Step Five: Compile your data and ideas and use them to design services, branding and programs for your niche. Follow your market research participants and get their feedback on your ideas, plus ask them for a recommendation. Remember: An important principle is that “people support what they help create,” and when you follow those who have helped you along the way, you will be pleasantly surprised by their excitement and support. In fact, a common and enjoyable by-product is that some of them can apply to your program!
Reminder – DO NOT USE SURVEYS! Read again above for an explanation if necessary.
Reminder – DO NOT SUBMIT MARKET RESEARCH and do what sounds good to you (this is all too common)
A word of warning
I have seen many savvy professionals acknowledge the wisdom of conducting marketing research to build their business and then ignore their data and fail or struggle as a result. Why? I suppose it’s effective, appropriate, and psychologically satisfying – a deadly trio when it goes wrong – to build your business on what “sounds good” to you or “looks right” to you. The golden rule is embedded in us.
No matter how good your results are or how many times in the past you have predicted what the marketplace will do, my advice is to first do market research and then design your services, programs and marketing on the hard data you generate. If this describes what you have already “hit”, then it brings you more power. But more often than not, market research will reframe your hypotheses; if not completely remove them (a humiliating but astonishingly informative experience).

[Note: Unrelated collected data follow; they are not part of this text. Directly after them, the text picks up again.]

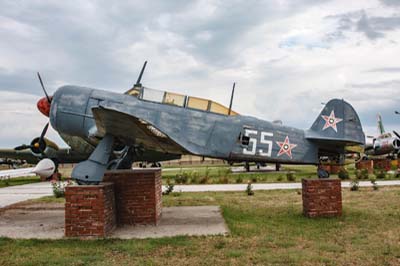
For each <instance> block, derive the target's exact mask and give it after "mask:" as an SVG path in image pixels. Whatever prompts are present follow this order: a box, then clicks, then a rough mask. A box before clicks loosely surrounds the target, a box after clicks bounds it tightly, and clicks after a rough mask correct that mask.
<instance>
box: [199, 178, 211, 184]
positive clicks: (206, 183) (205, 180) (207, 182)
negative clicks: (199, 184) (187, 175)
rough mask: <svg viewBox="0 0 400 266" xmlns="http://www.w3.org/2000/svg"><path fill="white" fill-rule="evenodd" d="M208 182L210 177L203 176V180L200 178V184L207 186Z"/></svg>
mask: <svg viewBox="0 0 400 266" xmlns="http://www.w3.org/2000/svg"><path fill="white" fill-rule="evenodd" d="M208 181H209V177H208V176H203V177H202V178H200V184H207V183H208Z"/></svg>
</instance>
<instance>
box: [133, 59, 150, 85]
mask: <svg viewBox="0 0 400 266" xmlns="http://www.w3.org/2000/svg"><path fill="white" fill-rule="evenodd" d="M146 65H147V61H144V64H143V67H142V70H141V71H140V74H139V77H138V79H137V81H136V84H135V85H134V87H135V86H139V87H140V86H142V84H141V83H140V81H141V80H142V76H143V72H144V70H145V68H146Z"/></svg>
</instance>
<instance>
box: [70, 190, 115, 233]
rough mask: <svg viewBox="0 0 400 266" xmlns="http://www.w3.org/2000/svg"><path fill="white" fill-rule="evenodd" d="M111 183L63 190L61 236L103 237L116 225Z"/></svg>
mask: <svg viewBox="0 0 400 266" xmlns="http://www.w3.org/2000/svg"><path fill="white" fill-rule="evenodd" d="M115 209H116V208H115V197H114V189H113V184H112V183H101V184H100V185H97V186H79V185H76V186H69V187H66V189H65V236H67V237H76V236H80V237H85V236H96V237H104V236H106V235H108V234H110V233H111V232H112V231H113V230H114V229H115V227H116V216H115V213H116V212H115Z"/></svg>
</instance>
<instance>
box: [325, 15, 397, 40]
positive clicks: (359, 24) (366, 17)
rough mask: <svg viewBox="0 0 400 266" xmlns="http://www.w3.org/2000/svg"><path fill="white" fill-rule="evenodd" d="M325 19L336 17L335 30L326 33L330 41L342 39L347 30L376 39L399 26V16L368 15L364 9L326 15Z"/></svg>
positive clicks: (350, 31)
mask: <svg viewBox="0 0 400 266" xmlns="http://www.w3.org/2000/svg"><path fill="white" fill-rule="evenodd" d="M326 18H327V19H336V20H337V25H338V26H337V28H336V31H334V32H331V33H328V34H327V38H328V39H329V40H331V41H335V40H338V39H342V38H343V36H345V34H346V33H347V32H361V33H363V34H364V35H365V36H366V37H367V38H368V39H370V40H376V39H379V38H383V37H385V32H388V31H392V30H396V29H399V28H400V16H398V15H394V16H388V17H379V16H368V15H367V13H366V11H365V10H359V11H355V12H350V13H345V14H340V15H335V16H327V17H326Z"/></svg>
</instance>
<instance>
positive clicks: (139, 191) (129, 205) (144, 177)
mask: <svg viewBox="0 0 400 266" xmlns="http://www.w3.org/2000/svg"><path fill="white" fill-rule="evenodd" d="M104 181H105V182H112V183H114V186H115V188H114V189H115V200H116V205H117V221H118V224H121V225H124V224H127V225H133V224H154V225H156V224H157V223H158V221H159V219H160V216H161V207H162V198H161V196H162V185H161V170H160V169H158V168H153V169H151V168H149V169H137V170H115V171H108V172H106V174H105V175H104Z"/></svg>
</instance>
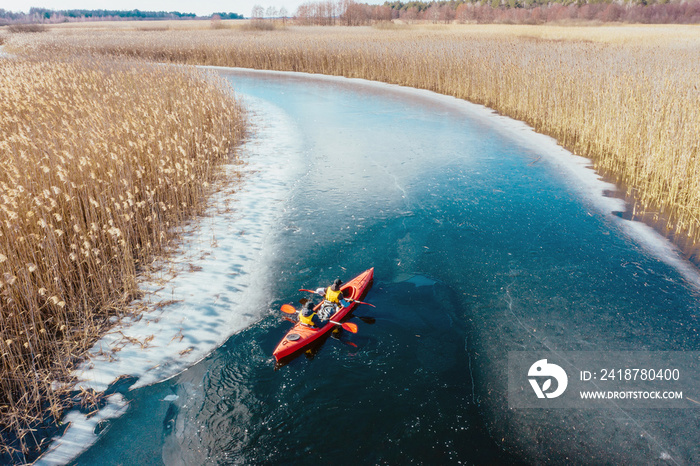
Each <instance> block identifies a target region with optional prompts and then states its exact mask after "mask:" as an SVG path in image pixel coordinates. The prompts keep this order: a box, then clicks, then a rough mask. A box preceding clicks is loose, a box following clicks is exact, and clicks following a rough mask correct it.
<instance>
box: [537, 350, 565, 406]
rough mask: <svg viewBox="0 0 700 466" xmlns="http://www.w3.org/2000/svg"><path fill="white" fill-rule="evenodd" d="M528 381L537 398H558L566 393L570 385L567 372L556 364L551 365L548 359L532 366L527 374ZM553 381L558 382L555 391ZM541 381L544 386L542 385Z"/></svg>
mask: <svg viewBox="0 0 700 466" xmlns="http://www.w3.org/2000/svg"><path fill="white" fill-rule="evenodd" d="M527 375H528V377H530V378H529V379H528V380H529V381H530V385H532V389H533V390H534V391H535V394H536V395H537V398H556V397H558V396H560V395H561V394H562V393H564V390H566V386H567V385H568V383H569V378H568V377H567V375H566V372H565V371H564V369H562V368H561V367H559V366H557V365H556V364H550V363H548V362H547V360H546V359H540V360H539V361H537V362H535V363H534V364H533V365H532V366H530V370H529V371H528V372H527ZM552 379H554V380H556V382H557V384H556V386H555V389H554V390H553V391H550V390H552ZM540 381H541V382H542V385H540Z"/></svg>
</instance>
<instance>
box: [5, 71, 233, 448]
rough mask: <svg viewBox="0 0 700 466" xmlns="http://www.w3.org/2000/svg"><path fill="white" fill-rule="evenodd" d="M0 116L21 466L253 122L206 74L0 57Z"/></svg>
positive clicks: (14, 403)
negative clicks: (81, 362) (76, 366)
mask: <svg viewBox="0 0 700 466" xmlns="http://www.w3.org/2000/svg"><path fill="white" fill-rule="evenodd" d="M0 115H2V119H1V120H0V167H1V168H0V317H1V319H2V325H0V354H2V361H1V363H0V364H1V366H0V423H1V425H0V429H1V430H2V433H1V435H2V440H3V442H2V446H3V448H4V452H0V453H4V454H6V455H8V456H5V458H9V457H12V455H15V456H14V458H15V459H17V458H24V456H23V455H24V454H26V453H28V449H29V448H30V446H31V445H32V443H33V441H30V437H31V435H32V434H31V430H30V428H31V427H32V426H37V425H39V424H40V423H41V420H42V419H43V418H44V417H45V416H46V410H47V409H48V410H49V411H50V413H51V415H52V416H51V417H53V418H54V419H59V418H60V413H61V410H62V408H63V407H64V406H65V405H66V397H65V395H66V393H65V391H61V390H54V389H52V384H54V381H56V380H58V381H64V382H65V381H67V380H66V377H68V375H69V373H70V370H71V368H72V367H73V364H74V363H76V362H77V361H78V360H79V358H80V357H81V355H82V354H83V353H84V351H85V350H86V349H88V348H89V347H90V346H91V344H92V343H93V342H94V341H95V339H96V337H97V336H98V335H99V334H100V332H101V331H102V330H104V329H105V328H106V327H107V325H108V324H107V320H108V318H109V317H110V316H112V315H116V314H118V313H122V312H124V304H126V303H128V302H129V301H130V300H131V299H132V298H133V297H134V296H136V295H137V294H138V289H137V287H136V283H135V276H136V273H137V272H138V271H139V270H142V269H143V268H144V267H146V266H147V264H148V262H149V261H150V260H152V258H153V256H154V255H155V254H158V253H160V252H162V251H163V248H164V247H165V246H166V245H167V244H168V242H169V241H170V240H171V239H172V237H173V227H174V226H176V225H177V224H178V223H179V222H181V221H182V220H183V219H185V218H187V217H188V216H191V215H192V214H193V213H196V212H199V211H200V210H201V209H202V208H203V205H204V202H205V199H206V195H207V193H208V191H209V189H208V184H209V183H210V182H211V181H212V180H213V178H214V176H215V175H216V173H217V170H216V169H217V166H219V165H220V164H221V163H222V162H224V161H227V160H229V158H230V156H231V150H232V147H233V145H234V144H235V143H236V141H238V140H239V139H240V137H241V135H242V131H243V129H244V120H245V117H244V113H243V110H242V108H241V107H240V106H239V105H238V104H237V103H236V102H235V100H234V97H233V95H232V93H231V92H230V90H229V89H228V88H227V87H226V86H225V84H224V83H223V82H221V81H218V80H217V79H216V78H214V77H212V76H207V75H205V74H204V73H203V72H200V71H197V70H195V69H191V68H185V67H163V66H158V65H149V64H144V63H137V62H133V61H131V62H126V61H119V60H113V59H105V58H100V59H89V58H83V59H81V60H77V59H76V60H63V61H57V60H50V59H46V58H44V59H42V60H30V59H18V58H13V59H11V60H2V59H0ZM54 388H56V387H55V385H54ZM15 449H18V450H20V451H19V452H17V451H15ZM17 455H19V456H17Z"/></svg>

Another way to remember all of the above – a more fun, more positive way – is simply this: market for your target audience, not for yourself. And make no mistake: you are not your target market. This is one of the biggest flaws in all marketing (by no means limited to therapists or coaches). Businesses of all sizes often forget that they are not their target market. Or to put it another way, they assume that it is their target market. So they just say to themselves, “Hey, this makes sense, so it must make sense to the people I’m trying to communicate with.”
Of course, all of the above depends on understanding the need to identify your niche as a target audience for your services. You cannot market effectively and help anyone and everyone; you need to target marketing to your specific, desired audience. See below for more information on choosing your niche.
So practice the Platinum Rule in your business, conduct market research and design your services, programs and marketing for your desired audience, and you can almost be guaranteed to be very successful.